Autor:
Fernando Pascual
Las
líneas paralelas no se tocan. Van hacia adelante y hacia atrás sin encontrarse
nunca. Se “miran” mutuamente, a distancia, con recelo, como si no tuviesen nada
que ver entre sí.
Algunos
piensan que negocios y ética, que economía y valores, son líneas paralelas.
Quizá están cerca, quizá se conocen mutuamente. Pero no se tocan: nunca llegan
a establecer puentes y relaciones de diálogo y de colaboración.
Pensar
así supone creer que los negocios coinciden con el mundo de la maldad y del
“todo se puede mientras no te cojan”. Es pensar que la economía está lejos de
la ética, lejos de los principios morales, lejos de los mandamientos, lejos de
la justicia, lejos de la solidaridad, lejos, sobre todo, del amor. No podemos
olvidar que la plenitud de la ética es el amor, y donde no hay ética no puede
haber amor.
La
verdadera ética, por su parte, mira a los negocios, quiere entrar en el mundo
de la competición, de la lucha por el triunfo, de las leyes del mercado. Quiere
dar a ese mundo difícil y complejo un sentido, una riqueza mucho más profunda.
Quiere, en otras palabras, que las líneas se encuentren, que la economía sea
más buena. Quiere que los empresarios, los sindicatos, los grupos bancarios,
los expertos de las finanzas, no olviden que son hombres que viven para servir
a otros hombres, que tienen deberes y obligaciones muy importantes para el
bienestar de muchos.
La
verdadera ética repite que sólo vale la pena el beneficio si es justo y
promueve la justicia.
Que el mercado crece auténticamente sólo si no desprecia a
nadie, si no realiza trampas que humillan a los perdedores y a los vencedores,
si promueve el bien común, si busca la solidaridad entre las familias, los
grupos, los pueblos y naciones.
El
mundo de la empresa necesita, urgentemente, una oxigenación de ética.

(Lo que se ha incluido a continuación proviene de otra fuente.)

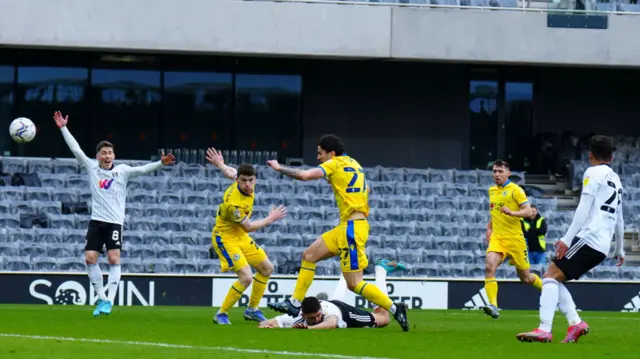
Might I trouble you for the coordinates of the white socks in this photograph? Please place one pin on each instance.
(567, 306)
(341, 290)
(548, 303)
(112, 281)
(95, 277)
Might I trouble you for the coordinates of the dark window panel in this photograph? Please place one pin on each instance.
(268, 113)
(125, 107)
(6, 106)
(198, 110)
(41, 90)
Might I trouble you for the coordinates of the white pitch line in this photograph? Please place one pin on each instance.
(185, 346)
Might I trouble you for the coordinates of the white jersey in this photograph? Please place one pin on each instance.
(108, 187)
(604, 185)
(328, 309)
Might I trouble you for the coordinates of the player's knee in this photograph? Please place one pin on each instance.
(309, 256)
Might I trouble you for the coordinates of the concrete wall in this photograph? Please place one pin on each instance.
(289, 29)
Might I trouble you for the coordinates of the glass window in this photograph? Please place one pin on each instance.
(268, 113)
(521, 151)
(483, 112)
(6, 107)
(198, 110)
(125, 110)
(42, 90)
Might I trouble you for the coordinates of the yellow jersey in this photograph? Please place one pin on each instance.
(235, 207)
(511, 196)
(349, 185)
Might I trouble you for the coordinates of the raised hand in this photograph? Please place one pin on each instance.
(277, 213)
(214, 157)
(60, 121)
(168, 159)
(274, 164)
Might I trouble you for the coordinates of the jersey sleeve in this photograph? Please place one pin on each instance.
(589, 183)
(235, 213)
(519, 196)
(328, 167)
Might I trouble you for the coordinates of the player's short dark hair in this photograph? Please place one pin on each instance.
(310, 305)
(601, 147)
(332, 143)
(103, 144)
(502, 163)
(246, 170)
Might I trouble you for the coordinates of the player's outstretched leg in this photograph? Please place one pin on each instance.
(260, 279)
(577, 327)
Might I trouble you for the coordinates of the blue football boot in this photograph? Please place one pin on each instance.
(99, 306)
(255, 315)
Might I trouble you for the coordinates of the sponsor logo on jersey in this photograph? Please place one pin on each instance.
(105, 184)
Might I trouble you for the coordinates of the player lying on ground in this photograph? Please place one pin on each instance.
(585, 245)
(235, 248)
(335, 313)
(108, 184)
(348, 239)
(507, 204)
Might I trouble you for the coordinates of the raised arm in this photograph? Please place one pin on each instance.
(61, 122)
(297, 173)
(215, 158)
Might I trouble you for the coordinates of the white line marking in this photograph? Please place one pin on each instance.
(184, 346)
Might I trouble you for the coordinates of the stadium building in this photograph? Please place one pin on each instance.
(424, 102)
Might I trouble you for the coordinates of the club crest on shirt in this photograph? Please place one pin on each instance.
(236, 214)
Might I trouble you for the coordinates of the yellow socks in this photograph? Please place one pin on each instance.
(305, 278)
(259, 285)
(235, 292)
(537, 283)
(373, 294)
(491, 287)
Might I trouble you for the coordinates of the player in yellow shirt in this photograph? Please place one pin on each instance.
(231, 241)
(348, 239)
(507, 204)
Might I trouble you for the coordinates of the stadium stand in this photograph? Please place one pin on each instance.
(618, 6)
(433, 219)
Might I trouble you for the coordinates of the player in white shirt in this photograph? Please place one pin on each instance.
(108, 185)
(335, 313)
(586, 244)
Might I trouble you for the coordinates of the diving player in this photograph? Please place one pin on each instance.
(235, 248)
(335, 313)
(349, 238)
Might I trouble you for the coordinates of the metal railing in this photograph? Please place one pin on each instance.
(483, 8)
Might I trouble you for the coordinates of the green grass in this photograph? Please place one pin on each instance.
(434, 334)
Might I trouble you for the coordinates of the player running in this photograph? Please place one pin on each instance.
(108, 185)
(235, 248)
(507, 204)
(585, 245)
(348, 239)
(335, 313)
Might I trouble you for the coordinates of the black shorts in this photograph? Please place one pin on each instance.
(580, 259)
(354, 317)
(103, 234)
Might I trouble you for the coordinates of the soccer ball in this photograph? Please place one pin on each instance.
(22, 130)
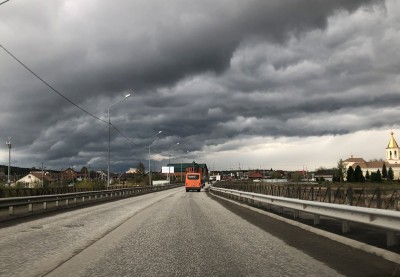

No
podemos limitarnos a valorar el éxito económico sólo según los beneficios que
se obtienen.
Lo
decía de modo claro y decidido el Papa Juan Pablo II: “Es posible que los
balances económicos sean correctos y que al mismo tiempo los hombres, que
constituyen el patrimonio más valioso de la empresa, sean humillados y
ofendidos en su dignidad. Además de ser moralmente inadmisible, esto no puede
menos que tener reflejos negativos para el futuro, hasta para la eficiencia
económica de la empresa.
En efecto, finalidad de la empresa no es simplemente la
producción de beneficios, sino más bien la existencia misma de la empresa como
comunidad de hombres que, de diversas maneras, buscan la satisfacción de sus
necesidades fundamentales y constituyen un grupo particular al servicio de la
sociedad entera. Los beneficios son un elemento regulador de la vida de la
empresa, pero no el único; junto con ellos hay que considerar otros factores humanos
y morales que, a largo plazo, son por lo menos igualmente esenciales para la
vida de la empresa” (Juan Pablo II, carta encíclica “Centesimus annus”,
n. 35).
Un
poco antes, en la misma encíclica, Juan Pablo II recordaba la centralidad del
hombre en la vida económica: “Por encima de la lógica de los intercambios a
base de los parámetros y de sus formas justas, existe algo que es debido al
hombre porque es hombre, en virtud de su eminente dignidad. Este algo debido
conlleva inseparablemente la posibilidad de sobrevivir y de participar
activamente en el bien común de la humanidad” (“Centesimus annus”, n.
34).
Ventilar
el mundo de la economía con el aire fresco de la ética nos permitirá
humanizarla, vivirla de modo más rico y más pleno. Como ya lo hacen algunos
empresarios y obreros que quieren un mundo mejor y más justo. Como lo necesitan
hacer tantos otros que han olvidado que el fin de toda la economía es “el bien
común de la humanidad”.
Es
posible, es urgente, que negocios y ética se encuentren. No son líneas
paralelas. La economía necesita, especialmente en el mundo globalizado, una
ética basada en la justicia y la dignidad del hombre. Quizá entonces, es
cierto, alguno pierda competividad; pero ganará bienes mucho más valiosos que
el dinero, al promover un mundo más solidario y más feliz.